Y yo me preguntaba... más allá de que Dios exista o
no...es evidente el efecto que existe en las personas que creen en él, pues
otorga una fortaleza muy muy envidiable al creyente, al verdaderamente
creyente. Fe en Dios, amor de Dios que logra sostener y empuja a realizar las más complejas hazañas.
No es que yo me considere precisamente no creyente,
pues me digo agnóstica por eso de la humildad pero en el fondo de mi alma creo,
siendo bastante fuerte mi fe, en la no existencia de Dios. Y no podía yo
ocultar mi envidia ante tanto sostén y tanta fuerza... y me preguntaba a qué se
agarra aquel ateo o agnóstico que consigue hazañas semejantes... dirá el
creyente que también a Dios, aunque no lo crea. Pero ¿qué dirá el que cree
firmemente que Dios no existe?
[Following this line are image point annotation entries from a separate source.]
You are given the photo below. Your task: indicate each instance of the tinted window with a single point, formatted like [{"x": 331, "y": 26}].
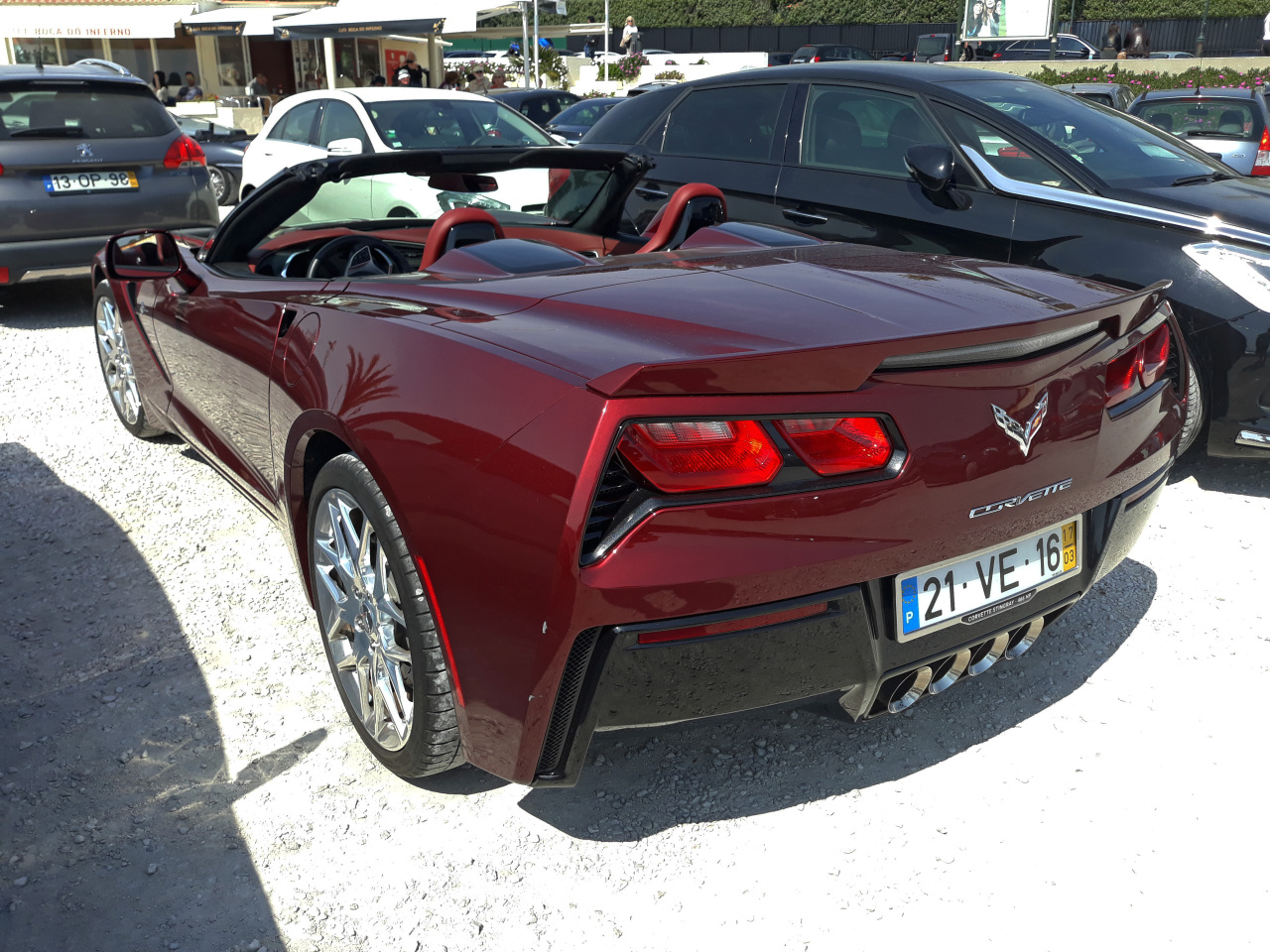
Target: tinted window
[
  {"x": 339, "y": 121},
  {"x": 298, "y": 123},
  {"x": 737, "y": 122},
  {"x": 1114, "y": 148},
  {"x": 1203, "y": 118},
  {"x": 1002, "y": 153},
  {"x": 81, "y": 112},
  {"x": 439, "y": 123},
  {"x": 862, "y": 130}
]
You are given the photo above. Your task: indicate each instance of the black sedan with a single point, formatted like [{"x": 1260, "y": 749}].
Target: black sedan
[
  {"x": 223, "y": 148},
  {"x": 574, "y": 122},
  {"x": 994, "y": 167}
]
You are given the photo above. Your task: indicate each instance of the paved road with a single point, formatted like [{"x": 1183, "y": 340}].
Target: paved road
[{"x": 178, "y": 772}]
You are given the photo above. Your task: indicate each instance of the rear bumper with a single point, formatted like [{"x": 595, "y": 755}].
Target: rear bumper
[{"x": 611, "y": 680}]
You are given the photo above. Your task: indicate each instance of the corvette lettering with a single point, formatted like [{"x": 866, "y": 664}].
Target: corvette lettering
[{"x": 1019, "y": 500}]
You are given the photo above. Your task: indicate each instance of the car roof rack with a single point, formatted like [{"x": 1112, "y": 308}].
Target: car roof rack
[{"x": 105, "y": 63}]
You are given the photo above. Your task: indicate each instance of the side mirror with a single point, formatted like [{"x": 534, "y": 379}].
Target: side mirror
[
  {"x": 931, "y": 167},
  {"x": 344, "y": 146},
  {"x": 144, "y": 255}
]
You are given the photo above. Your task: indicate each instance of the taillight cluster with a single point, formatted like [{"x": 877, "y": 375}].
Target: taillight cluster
[
  {"x": 185, "y": 153},
  {"x": 689, "y": 456},
  {"x": 1135, "y": 370},
  {"x": 1261, "y": 167}
]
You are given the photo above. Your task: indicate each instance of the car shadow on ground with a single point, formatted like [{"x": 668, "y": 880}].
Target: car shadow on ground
[
  {"x": 1245, "y": 477},
  {"x": 48, "y": 303},
  {"x": 640, "y": 782},
  {"x": 118, "y": 829}
]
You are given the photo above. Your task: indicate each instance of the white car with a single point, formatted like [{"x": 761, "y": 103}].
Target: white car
[{"x": 335, "y": 122}]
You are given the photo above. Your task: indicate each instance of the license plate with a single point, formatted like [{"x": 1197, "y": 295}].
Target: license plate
[
  {"x": 975, "y": 588},
  {"x": 89, "y": 181}
]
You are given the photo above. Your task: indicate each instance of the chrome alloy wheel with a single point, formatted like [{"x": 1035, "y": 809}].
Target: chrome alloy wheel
[
  {"x": 112, "y": 349},
  {"x": 362, "y": 620}
]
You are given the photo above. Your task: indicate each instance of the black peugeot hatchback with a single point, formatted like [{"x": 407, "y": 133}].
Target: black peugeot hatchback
[{"x": 971, "y": 163}]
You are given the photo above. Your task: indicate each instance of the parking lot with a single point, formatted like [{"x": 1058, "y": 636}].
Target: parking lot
[{"x": 180, "y": 774}]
Y no encontraba yo la respuesta muy lejos de
Teresa de Ávila. Leyendo sobre ella que me venía a mi cabeza la pregunta y la
respuesta también...Maticemos, no la respuesta con mayúsculas, en el sentido de
la única, si no más bien una respuesta posible (entre otras).
Se dice que el propósito de Teresa no era únicamente
salvar su alma si no la de todos los hombres posibles. Quería que sus
semejantes vivieran bien, en el amor de Dios pero con lo mínimo necesario. Y
venía a mi mente la hermana huérfana de la revolución francesa, la gran
olvidada, la gran eclipsada por la libertad y la igualdad: la fraternidad.
Entablar o sostener entre sí una relación muy
afectuosa e íntima con personas que no son hermanos. Los hermanos de vida que
uno elige y a los que está unido en algo: en la forma de entender la vida o en
el amor hacia algo en concreto. Como las personas que me acompañan hoy en esta
mesa y a las que dedico esta intervención.
Y todo lo consiguió Teresa por amor a Dios.
Por amor.
Amor a los demás, a uno mismo, amor a los otros, a
los padres y a los hijos, y a ese otro en concreto, amado y amante. A ese otro
semejante y a ese otro en mayúsculas: Dios o dioses. Amor a la verdad, amor a
la justicia. Y también amor al saber y entender la naturaleza humana. A saber y
comprender, la verdad, pues de todo un poco. Amor por vivir y por seguir vivo.
Esa fuerza que nos permite transcender nuestros límites y nos empuja para que
nos sorprendamos con lo que somos capaces de hacer.
Definitivamente, amor. Pues ya se sabe que en
psicoanálisis siempre se acaba hablando de amor.